Amendments restrained NGOs, empowered authorities

Meanwhile, some NGOs have approached the Delhi and Guwahati High Courts against the amendments. These key elements of these amendments were that they prohibited transfer of foreign contributions by stating that foreign funders can no longer continue the common practice of providing one large grant to an Indian charity with the expectation that it will re-grant the funds to smaller, local charities.

The amendments also provided that any organization seeking registration under FCRA (either prior permission or renewal) must provide identification information for key functionaries. It also lowered the limit on use of foreign contributions for administrative expenses from 50% earlier to 20%.
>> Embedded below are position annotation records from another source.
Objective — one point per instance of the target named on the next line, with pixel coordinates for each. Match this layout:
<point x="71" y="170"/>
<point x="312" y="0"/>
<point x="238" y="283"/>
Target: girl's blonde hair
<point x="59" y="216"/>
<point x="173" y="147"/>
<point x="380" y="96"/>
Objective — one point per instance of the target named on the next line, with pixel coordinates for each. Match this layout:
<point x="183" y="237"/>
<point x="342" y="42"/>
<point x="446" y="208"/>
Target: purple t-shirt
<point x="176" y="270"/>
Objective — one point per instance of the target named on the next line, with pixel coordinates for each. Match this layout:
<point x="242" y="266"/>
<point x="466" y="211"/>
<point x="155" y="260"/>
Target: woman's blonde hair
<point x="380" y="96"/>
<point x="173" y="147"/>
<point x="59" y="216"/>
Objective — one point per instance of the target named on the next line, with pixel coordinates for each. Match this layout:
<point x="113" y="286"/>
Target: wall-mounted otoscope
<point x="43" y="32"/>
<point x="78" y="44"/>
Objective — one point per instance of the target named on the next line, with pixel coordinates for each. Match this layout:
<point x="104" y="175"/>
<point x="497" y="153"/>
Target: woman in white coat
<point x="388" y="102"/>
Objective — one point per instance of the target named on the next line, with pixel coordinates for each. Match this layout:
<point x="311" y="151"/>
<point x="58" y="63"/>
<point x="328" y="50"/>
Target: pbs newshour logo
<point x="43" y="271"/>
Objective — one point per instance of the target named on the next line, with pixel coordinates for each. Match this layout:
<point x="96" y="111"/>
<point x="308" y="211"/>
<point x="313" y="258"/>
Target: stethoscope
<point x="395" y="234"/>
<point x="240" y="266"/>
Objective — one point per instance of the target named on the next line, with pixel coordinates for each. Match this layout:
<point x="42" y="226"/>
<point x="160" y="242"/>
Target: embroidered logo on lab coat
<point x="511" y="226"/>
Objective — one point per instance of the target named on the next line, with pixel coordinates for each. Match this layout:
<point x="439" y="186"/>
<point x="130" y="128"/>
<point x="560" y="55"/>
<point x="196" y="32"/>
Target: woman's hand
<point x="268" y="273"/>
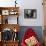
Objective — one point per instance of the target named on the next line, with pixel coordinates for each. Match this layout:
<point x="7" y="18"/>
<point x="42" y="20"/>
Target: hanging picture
<point x="30" y="13"/>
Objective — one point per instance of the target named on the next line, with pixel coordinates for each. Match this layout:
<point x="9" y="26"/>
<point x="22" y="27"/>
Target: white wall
<point x="27" y="4"/>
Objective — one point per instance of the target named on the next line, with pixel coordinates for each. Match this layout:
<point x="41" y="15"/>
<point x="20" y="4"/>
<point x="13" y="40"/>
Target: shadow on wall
<point x="37" y="29"/>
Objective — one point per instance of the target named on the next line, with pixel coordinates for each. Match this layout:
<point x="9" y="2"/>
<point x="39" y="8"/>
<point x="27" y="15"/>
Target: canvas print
<point x="30" y="13"/>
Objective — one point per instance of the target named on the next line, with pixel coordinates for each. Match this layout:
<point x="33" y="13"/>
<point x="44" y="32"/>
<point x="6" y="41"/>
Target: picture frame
<point x="30" y="13"/>
<point x="5" y="12"/>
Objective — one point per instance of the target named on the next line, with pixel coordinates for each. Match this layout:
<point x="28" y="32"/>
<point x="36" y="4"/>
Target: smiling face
<point x="31" y="41"/>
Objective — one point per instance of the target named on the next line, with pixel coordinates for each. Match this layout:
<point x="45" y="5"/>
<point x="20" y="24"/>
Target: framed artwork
<point x="30" y="13"/>
<point x="5" y="12"/>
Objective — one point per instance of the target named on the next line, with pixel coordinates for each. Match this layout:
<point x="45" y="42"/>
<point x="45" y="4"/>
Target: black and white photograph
<point x="30" y="13"/>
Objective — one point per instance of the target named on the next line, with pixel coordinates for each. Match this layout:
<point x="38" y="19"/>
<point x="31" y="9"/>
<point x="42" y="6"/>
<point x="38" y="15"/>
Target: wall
<point x="36" y="29"/>
<point x="27" y="4"/>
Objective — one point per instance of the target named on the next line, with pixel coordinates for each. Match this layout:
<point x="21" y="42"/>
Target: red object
<point x="29" y="33"/>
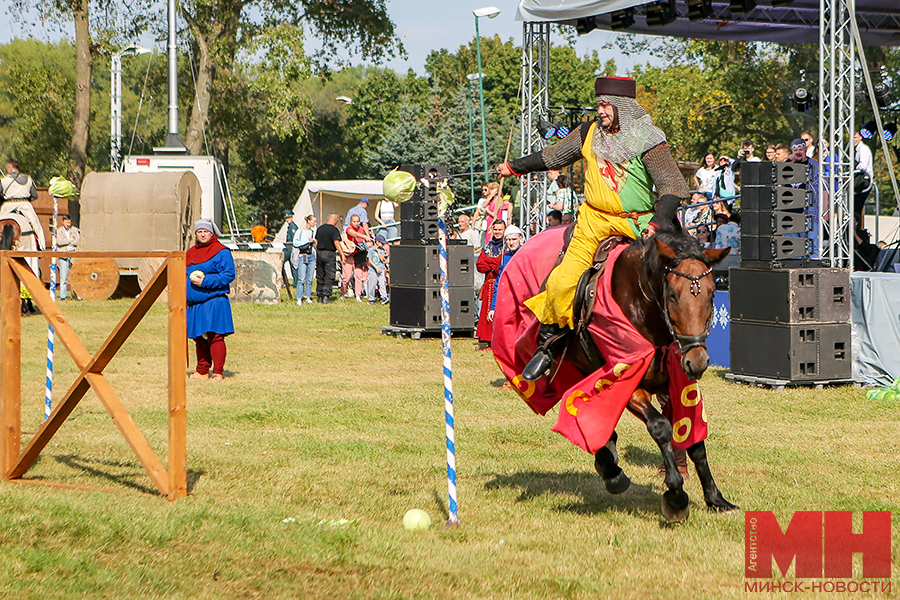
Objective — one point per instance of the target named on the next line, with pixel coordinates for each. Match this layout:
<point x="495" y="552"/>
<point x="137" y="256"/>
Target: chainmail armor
<point x="568" y="150"/>
<point x="636" y="135"/>
<point x="663" y="169"/>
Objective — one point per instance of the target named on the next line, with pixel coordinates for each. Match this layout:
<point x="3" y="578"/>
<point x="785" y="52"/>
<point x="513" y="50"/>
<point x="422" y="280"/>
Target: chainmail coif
<point x="637" y="134"/>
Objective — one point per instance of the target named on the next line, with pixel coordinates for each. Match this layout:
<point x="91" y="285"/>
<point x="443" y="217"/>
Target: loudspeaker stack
<point x="775" y="222"/>
<point x="415" y="262"/>
<point x="790" y="317"/>
<point x="791" y="324"/>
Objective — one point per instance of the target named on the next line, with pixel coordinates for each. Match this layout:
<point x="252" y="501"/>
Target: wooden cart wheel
<point x="146" y="270"/>
<point x="94" y="278"/>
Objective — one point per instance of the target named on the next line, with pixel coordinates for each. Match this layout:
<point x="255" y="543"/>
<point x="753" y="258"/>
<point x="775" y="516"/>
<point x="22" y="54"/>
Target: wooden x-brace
<point x="14" y="461"/>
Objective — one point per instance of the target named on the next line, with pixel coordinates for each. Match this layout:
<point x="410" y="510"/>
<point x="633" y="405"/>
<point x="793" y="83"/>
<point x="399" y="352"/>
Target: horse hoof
<point x="675" y="516"/>
<point x="617" y="484"/>
<point x="723" y="506"/>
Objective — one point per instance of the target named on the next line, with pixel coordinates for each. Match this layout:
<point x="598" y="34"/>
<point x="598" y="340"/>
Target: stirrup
<point x="539" y="365"/>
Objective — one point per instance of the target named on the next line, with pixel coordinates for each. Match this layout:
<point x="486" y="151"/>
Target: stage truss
<point x="837" y="86"/>
<point x="535" y="102"/>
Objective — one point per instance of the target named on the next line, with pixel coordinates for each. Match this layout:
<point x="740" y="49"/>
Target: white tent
<point x="320" y="198"/>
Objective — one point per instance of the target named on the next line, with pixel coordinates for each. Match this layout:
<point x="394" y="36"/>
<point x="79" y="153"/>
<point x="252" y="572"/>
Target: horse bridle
<point x="685" y="342"/>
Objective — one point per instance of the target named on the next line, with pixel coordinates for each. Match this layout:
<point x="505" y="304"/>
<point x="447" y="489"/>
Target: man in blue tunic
<point x="210" y="273"/>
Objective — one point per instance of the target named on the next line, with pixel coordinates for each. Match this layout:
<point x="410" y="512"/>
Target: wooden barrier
<point x="14" y="461"/>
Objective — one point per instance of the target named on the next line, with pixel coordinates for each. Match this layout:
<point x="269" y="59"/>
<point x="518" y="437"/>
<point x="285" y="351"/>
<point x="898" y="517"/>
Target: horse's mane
<point x="684" y="245"/>
<point x="7" y="237"/>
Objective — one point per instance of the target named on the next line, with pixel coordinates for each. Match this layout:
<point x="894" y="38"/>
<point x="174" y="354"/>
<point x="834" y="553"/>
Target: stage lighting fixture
<point x="884" y="95"/>
<point x="660" y="13"/>
<point x="802" y="99"/>
<point x="622" y="19"/>
<point x="699" y="9"/>
<point x="583" y="26"/>
<point x="739" y="7"/>
<point x="544" y="128"/>
<point x="868" y="130"/>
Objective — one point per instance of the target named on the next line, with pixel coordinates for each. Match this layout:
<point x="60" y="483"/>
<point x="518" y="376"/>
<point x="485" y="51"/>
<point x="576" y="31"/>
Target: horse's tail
<point x="7" y="237"/>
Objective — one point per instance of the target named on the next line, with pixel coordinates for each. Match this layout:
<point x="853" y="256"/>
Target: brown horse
<point x="664" y="288"/>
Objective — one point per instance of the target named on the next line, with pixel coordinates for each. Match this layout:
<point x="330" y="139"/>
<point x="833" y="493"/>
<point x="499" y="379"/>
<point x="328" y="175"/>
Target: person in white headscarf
<point x="513" y="238"/>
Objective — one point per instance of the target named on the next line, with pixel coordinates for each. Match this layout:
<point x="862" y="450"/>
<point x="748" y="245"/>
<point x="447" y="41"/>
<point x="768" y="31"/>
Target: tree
<point x="36" y="80"/>
<point x="113" y="20"/>
<point x="220" y="29"/>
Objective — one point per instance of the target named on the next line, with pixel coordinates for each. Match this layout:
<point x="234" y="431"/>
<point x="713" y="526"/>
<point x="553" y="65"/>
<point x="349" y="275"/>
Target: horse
<point x="643" y="335"/>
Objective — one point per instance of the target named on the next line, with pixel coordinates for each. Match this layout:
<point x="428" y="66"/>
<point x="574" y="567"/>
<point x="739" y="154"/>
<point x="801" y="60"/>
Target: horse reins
<point x="686" y="342"/>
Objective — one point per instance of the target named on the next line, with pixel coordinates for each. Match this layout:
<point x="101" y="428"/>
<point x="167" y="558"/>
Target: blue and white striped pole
<point x="453" y="521"/>
<point x="48" y="396"/>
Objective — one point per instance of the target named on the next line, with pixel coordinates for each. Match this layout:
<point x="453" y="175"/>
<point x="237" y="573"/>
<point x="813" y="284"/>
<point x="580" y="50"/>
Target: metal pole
<point x="877" y="210"/>
<point x="481" y="99"/>
<point x="51" y="335"/>
<point x="453" y="511"/>
<point x="115" y="112"/>
<point x="173" y="70"/>
<point x="471" y="142"/>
Another change was that the amendments made it mandatory for recipients of foreign funds to deposit them in a designated FCRA account maintained with the State Bank of India. Also, the new law required that all charities who intend to receive foreign funds will need to open a new FCRA account with a specified bank branch.

The law had also given greater powers to the authorities to take actions related to non-compliance by empowering them to “freeze” the organisation’s remaining foreign funds pending completion of an investigation or by suspending the organisation’s registration for up to one year.